Ces nouvelles plantations concerneront aux deux tiers l’asperge blanche et un tiers l’asperge verte. « Dans certaines zones comme la Durance et la Gard, le facteur variétal a permis d’occuper de nouvelles parcelles plus riches en argile et permis la production d’asperge verte », constate Christophe Lespinasse. Pour ce dernier type de culture, la précocité et le calibre sont recherchés avec Vitalim et Darlise. « L’asperge verte est souvent produite sous abris, certains chauffés, et sous chenille pour obtenir un haut niveau qualitatif, par des producteurs qui se spécialisent », mentionne Jean-Yves Gal. Pour l’asperge blanche, certaines parcelles s’implantent sans irrigation. Toutefois, le goutte-à-goutte est de plus en plus développé ainsi que les plantations en haute densité (page 55). La Camargue est aussi une zone où l’asperge se plante sur des parcelles parfois importantes (plus de 10 ha). Rappelons qu’avant la fusariose et l’engouement pour les vins du Languedoc, le Languedoc, qui bénéficie de conditions pédoclimatiques favorables, était la première région française de production d’asperge.

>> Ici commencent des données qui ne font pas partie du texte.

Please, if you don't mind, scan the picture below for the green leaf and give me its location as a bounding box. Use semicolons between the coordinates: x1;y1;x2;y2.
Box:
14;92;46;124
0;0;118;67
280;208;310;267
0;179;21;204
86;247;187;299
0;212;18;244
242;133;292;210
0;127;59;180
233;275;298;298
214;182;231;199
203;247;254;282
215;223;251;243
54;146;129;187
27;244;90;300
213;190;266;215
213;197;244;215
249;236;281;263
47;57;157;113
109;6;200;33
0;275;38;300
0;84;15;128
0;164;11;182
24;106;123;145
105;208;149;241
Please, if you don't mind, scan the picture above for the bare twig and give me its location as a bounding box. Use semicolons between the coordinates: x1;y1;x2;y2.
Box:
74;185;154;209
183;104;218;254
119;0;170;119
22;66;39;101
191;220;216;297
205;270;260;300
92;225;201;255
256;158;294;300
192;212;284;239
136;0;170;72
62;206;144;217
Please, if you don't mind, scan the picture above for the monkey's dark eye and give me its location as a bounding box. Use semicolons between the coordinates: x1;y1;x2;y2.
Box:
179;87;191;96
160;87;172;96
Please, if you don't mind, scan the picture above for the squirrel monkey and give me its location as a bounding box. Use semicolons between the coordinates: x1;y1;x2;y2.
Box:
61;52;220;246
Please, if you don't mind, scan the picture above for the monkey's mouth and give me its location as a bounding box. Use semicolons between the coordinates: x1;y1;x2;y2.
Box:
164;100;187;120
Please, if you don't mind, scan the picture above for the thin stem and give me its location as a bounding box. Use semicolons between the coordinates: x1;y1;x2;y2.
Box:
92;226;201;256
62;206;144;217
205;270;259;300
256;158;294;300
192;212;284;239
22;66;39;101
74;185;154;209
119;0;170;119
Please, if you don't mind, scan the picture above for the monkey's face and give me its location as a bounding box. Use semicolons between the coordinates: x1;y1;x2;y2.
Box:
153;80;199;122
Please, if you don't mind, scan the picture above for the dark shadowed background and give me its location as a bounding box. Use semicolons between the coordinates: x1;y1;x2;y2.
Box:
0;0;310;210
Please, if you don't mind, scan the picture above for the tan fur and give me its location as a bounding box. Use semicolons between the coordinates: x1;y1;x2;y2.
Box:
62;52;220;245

L’Alsace plante également des asperges. La dynamique de plantation enregistrée sur les trois dernières années est liée à la baisse du potentiel de production. « Depuis 2013, les conditions météorologiques, humidité et froid au moment de récolte, ont été défavorables au rendement, et 2016 a été la pire année. Les producteurs, qui commercialisent pour la plupart en direct, ont perdu 20 à 25 % de leur rendement. Ils ont donc compensé par une augmentation de leur surface », explique Philippe Sigrist, technicien chambre d’agriculture d’Alsace. Ce dernier estime les surfaces d’asperge à 500 ha sur les départements du Haut-Rhin et du Bas-Rhin, dont une centaine plantée au cours de trois dernières années. « En 2017, nous devrions revenir à des surfaces plantées plus restreintes correspondant au rythme de renouvellement », précise-t-il. Les nouvelles plantations ont donc privilégié les variétés précoces comme Darlise, Vitalim et Cumulus. L’objectif a été de se sortir du tout Grolim pour étaler la production. Les producteurs alsaciens restent également très centrés, à 90 %, sur l’utilisation des bâches à ourlet noir/blanc. « L’objectif est de développer l’usage du double paillage, paillage noir/blanc + paillage thermique pour gagner quelques jours de précocité mais également en rendement final », explique Philippe Sigrist. Le développement de l’aspergeraie alsacienne peut laisser craindre des volumes importants dans le cas d’une année climatique favorable. Et 2017 se présente de manière assez positive grâce à un hiver froid qui a permis un bon repos végétatif et assaini la structure des aspergeraies. L’asperge d’Alsace trouve son débouché de manière locale avec plus de 70 % des volumes en vente directe contre seulement 10 % dans les Landes par exemple.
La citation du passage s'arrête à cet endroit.